In Allegheny County, a sensational trial of glass blower Zelock Morgan, 26 — accused of seducing, impregnating and abandoning Mary Jane Hawthorne, 19, by plying her with presents and promises of marriage — captured their attention.
Across the ridges in Westmoreland County, people worried more about spring planting.
The buzz in Washington County centered on James Miller, a petty thief who dug a hole through a wall in the county jail and escaped, starting a fire in the street to cause confusion. He made it about a block before the jailer's son caught him.
With Pittsburgh well on its way to becoming a manufacturing center, the city's middle-class culture during that time often turned rowdy, said Edward K. Muller, professor of history at the University of Pittsburgh.
About 30 percent of the county's 178,831 people were foreign-born, and nearly 78,000 of them lived in Pittsburgh and Allegheny City, which later became one.
"It's a street world," Muller said. "Rowing was big on the rivers. There are kegs of beer. People are out on the riverbanks, yelling and wagering. It's a very on-the-street participatory culture."
That evening, word trickled into the region about the 4:30 a.m. attack on Fort Sumter, 700 miles away in Charleston, S.C., by forces with the newly formed Confederate States of America.
In the Pittsburgh Theater, at Wood and Fifth streets, the manager stopped Henry T. Craven's play "The Chimney Corner" to read on stage the telegraphed dispatches. The audience erupted into "round after round of tremendous cheers" when he noted that Fort Sumter's Union soldiers returned fire, the Pittsburgh Evening Chronicle reported.
"One excited individual shouted at the top of his voice that he was a Democrat and a Union man, and called for three cheers," the newspaper reported.

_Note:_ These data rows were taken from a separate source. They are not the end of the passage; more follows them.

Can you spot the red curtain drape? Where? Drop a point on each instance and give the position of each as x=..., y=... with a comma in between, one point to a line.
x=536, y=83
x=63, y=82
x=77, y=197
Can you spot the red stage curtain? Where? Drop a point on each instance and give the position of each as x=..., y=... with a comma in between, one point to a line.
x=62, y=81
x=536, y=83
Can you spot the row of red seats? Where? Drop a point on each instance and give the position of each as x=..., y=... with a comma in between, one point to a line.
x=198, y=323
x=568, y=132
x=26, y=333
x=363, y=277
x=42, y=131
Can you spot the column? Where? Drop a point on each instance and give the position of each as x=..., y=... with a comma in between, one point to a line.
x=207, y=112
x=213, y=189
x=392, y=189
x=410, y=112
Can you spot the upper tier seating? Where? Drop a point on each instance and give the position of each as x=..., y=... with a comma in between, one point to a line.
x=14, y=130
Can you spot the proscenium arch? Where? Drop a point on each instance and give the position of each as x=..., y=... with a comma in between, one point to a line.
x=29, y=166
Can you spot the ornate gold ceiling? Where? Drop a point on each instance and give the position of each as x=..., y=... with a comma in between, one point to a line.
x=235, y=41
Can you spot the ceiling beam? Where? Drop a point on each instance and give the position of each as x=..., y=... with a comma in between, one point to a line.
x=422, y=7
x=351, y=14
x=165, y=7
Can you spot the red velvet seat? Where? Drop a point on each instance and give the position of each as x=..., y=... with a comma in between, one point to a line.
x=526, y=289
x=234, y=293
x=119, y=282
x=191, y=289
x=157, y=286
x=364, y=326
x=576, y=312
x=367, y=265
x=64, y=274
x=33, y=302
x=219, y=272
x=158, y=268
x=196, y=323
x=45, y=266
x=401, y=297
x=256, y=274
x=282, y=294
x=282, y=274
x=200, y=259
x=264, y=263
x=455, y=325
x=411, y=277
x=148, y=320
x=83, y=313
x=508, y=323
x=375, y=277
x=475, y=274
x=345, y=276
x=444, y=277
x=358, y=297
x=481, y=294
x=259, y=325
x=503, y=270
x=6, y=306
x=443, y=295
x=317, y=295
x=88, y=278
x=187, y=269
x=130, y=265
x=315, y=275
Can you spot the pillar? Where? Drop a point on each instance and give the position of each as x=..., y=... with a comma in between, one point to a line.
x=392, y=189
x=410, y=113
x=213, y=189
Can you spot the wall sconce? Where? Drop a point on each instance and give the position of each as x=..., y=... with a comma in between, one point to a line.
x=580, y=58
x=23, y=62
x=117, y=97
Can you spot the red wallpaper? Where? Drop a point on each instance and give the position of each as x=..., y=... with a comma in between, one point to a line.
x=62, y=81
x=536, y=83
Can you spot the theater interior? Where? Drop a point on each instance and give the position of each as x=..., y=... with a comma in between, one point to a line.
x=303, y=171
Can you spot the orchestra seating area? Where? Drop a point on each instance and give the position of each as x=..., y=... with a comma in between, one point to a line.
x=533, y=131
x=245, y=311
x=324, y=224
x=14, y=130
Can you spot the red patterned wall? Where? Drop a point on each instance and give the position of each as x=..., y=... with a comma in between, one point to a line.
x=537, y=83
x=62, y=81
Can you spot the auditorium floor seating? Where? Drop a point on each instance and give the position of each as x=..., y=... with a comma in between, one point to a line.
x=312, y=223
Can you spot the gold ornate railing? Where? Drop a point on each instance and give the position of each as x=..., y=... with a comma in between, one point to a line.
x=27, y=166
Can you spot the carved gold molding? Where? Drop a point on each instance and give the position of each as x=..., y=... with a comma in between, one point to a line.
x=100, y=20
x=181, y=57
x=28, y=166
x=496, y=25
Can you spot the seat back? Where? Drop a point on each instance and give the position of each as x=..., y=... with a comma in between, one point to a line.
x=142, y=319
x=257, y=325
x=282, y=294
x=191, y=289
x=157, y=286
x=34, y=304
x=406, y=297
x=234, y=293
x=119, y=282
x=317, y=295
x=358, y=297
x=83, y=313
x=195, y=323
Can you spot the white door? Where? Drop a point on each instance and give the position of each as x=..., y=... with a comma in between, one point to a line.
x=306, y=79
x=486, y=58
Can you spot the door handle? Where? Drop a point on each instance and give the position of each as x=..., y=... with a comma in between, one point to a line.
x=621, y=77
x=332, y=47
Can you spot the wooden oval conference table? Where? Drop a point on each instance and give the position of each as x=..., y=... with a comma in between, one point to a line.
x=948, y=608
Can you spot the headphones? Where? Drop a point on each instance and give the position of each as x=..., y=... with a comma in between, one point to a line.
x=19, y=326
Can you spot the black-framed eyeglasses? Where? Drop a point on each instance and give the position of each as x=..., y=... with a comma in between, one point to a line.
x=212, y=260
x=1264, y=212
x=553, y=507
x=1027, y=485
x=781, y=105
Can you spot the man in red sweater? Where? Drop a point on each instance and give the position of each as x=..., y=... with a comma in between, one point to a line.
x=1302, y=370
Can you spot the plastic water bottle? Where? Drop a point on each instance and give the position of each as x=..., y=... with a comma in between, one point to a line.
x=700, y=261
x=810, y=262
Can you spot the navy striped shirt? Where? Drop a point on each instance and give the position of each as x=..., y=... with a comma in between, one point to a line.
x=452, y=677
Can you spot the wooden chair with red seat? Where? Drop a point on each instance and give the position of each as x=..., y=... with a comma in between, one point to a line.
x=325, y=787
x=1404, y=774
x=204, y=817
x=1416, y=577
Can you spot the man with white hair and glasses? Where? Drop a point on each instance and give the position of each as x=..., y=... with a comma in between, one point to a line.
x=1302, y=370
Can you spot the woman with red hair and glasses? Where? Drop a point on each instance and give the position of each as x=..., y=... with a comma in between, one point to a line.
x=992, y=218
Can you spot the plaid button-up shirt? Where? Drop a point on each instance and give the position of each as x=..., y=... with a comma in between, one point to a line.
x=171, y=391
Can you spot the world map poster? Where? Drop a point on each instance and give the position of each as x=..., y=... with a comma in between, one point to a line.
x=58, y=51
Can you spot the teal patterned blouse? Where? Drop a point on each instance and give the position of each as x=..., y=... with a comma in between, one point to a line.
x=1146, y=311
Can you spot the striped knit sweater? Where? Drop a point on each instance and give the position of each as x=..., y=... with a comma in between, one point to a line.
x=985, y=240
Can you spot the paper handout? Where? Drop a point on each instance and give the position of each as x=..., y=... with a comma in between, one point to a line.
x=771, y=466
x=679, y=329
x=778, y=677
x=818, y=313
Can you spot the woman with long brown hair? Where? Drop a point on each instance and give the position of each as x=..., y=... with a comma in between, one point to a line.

The theater's orchestra burst into "Hail Columbia," America's unofficial national anthem, followed by "Yankee Doodle."
"All through the city the same excitement prevailed," the Chronicle recounted.
Some people living in rural areas didn't find out until much later, said Edwin P. Hogan of Smithton, author of the book "Waiting for Jacob: A Civil War Story." In rural communities, where people typically learned news in church, those who didn't attend would not have heard about the war, Hogan said.
"I wouldn't doubt in April 1861 you had some kid on a farm here in South Huntingdon Township who didn't even know the war happened for months," he said.
As word spread, Pennsylvanians responded by organizing militias. Men from throughout the region would distinguish themselves on battlefields as the war continued. Before it ended, Pennsylvania would send 425,000 Union soldiers into battle, more than any state except New York.
Largely pro-Union and anti-slavery, Allegheny County provided vital support to Republican presidential candidate Abraham Lincoln in the 1860 election. Yet the county had plenty of Southern sympathizers, said Michael G. Kraus, curator at Soldiers & Sailors Memorial Hall & Museum in Oakland.
The case of Samuel H. Davis of Upper St. Clair illustrates that. Davis enlisted in the Union army in 1861 and rose to the rank of captain before he died in 1864 during the battle at Cold Harbor, Va.
His pro-South parents, George and Mary, refused to accept their son's sword when comrades shipped it home, said Diane Klinefelter, director of the Carnegie Library in Carnegie.
The sword sold at auction and remained unaccounted for until members of the Grand Army of the Republic's Capt. Thomas Espy Post 153, headquartered at the library, tracked it down in 1884. It remains in the library's extensive collection of Civil War artifacts.